Z6.0+pooncelock+poonceLock+pombonce.litmus shows an example of
how full ordering is subtely incomplete without smp_mb__after_spinlock().

But still, smp_mb__after_unlock_lock() is supposed to be weaker than
smp_mb__after_spinlock() and yet I'm failing to produce a litmus test
that is successfull with the latter and fails with the former.

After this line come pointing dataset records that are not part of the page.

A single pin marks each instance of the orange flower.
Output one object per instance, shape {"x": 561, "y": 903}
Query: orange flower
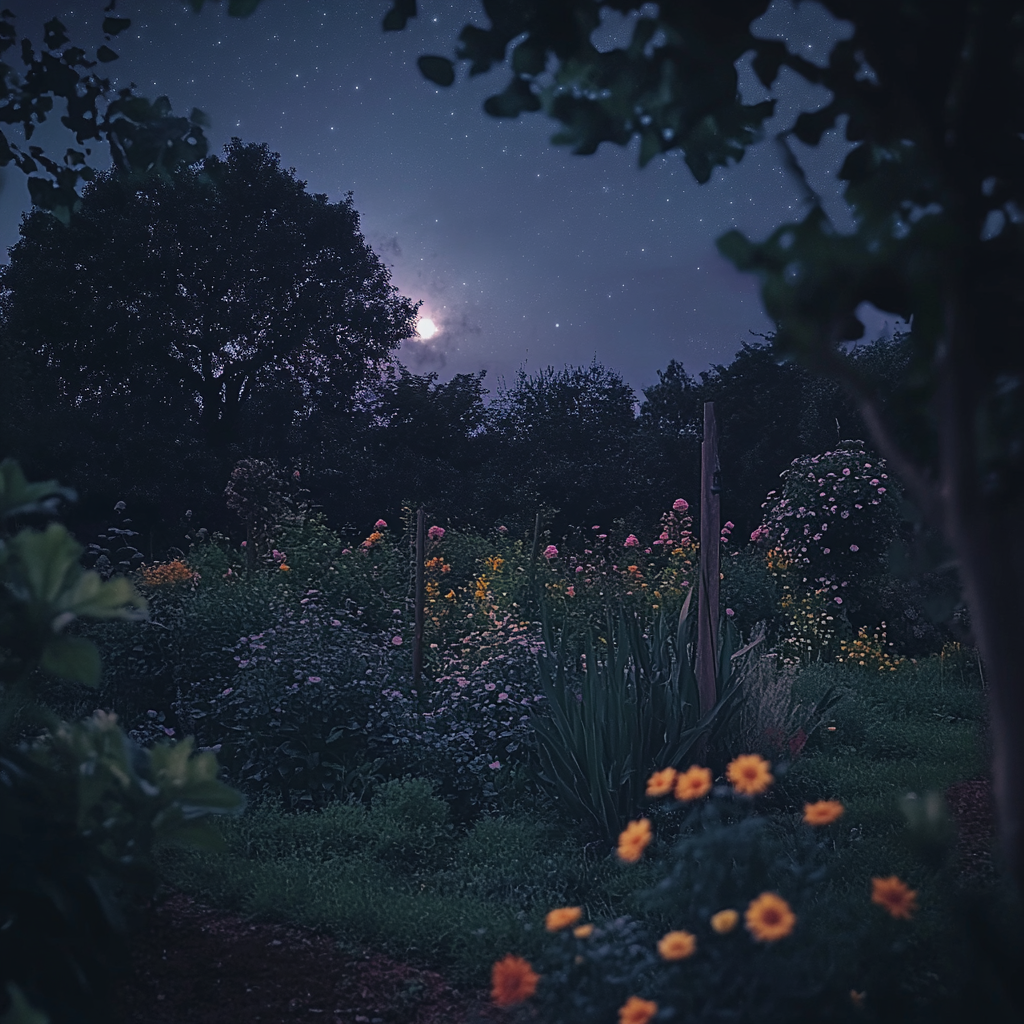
{"x": 769, "y": 918}
{"x": 634, "y": 840}
{"x": 512, "y": 981}
{"x": 660, "y": 783}
{"x": 725, "y": 921}
{"x": 693, "y": 783}
{"x": 636, "y": 1011}
{"x": 896, "y": 896}
{"x": 677, "y": 945}
{"x": 750, "y": 774}
{"x": 823, "y": 812}
{"x": 561, "y": 918}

For example, and assuming smp_mb__after_unlock_lock() is expected to be
chained across locking, here is a litmus test inspired by
Z6.0+pooncelock+poonceLock+pombonce.litmus that never observes the condition
even though I would expect it should, as opposed to using
smp_mb__after_spinlock():

C smp_mb__after_unlock_lock

{}

P0(int *w, int *x, spinlock_t *mylock)
{
	spin_lock(mylock);
	WRITE_ONCE(*w, 1);
	WRITE_ONCE(*x, 1);
	spin_unlock(mylock);
}

P1(int *x, int *y, spinlock_t *mylock)
{
	int r0;

	spin_lock(mylock);
	smp_mb__after_unlock_lock();
	r0 = READ_ONCE(*x);
	WRITE_ONCE(*y, 1);
	spin_unlock(mylock);
}

P2(int *y, int *z, spinlock_t *mylock)
{
	int r0;

	spin_lock(mylock);
	r0 = READ_ONCE(*y);
	WRITE_ONCE(*z, 1);
	spin_unlock(mylock);
}

P3(int *w, int *z)
{
	int r1;

	WRITE_ONCE(*z, 2);
	smp_mb();
	r1 = READ_ONCE(*w);
}

exists (1:r0=1 /\ 2:r0=1 /\ z=2 /\ 3:r1=0)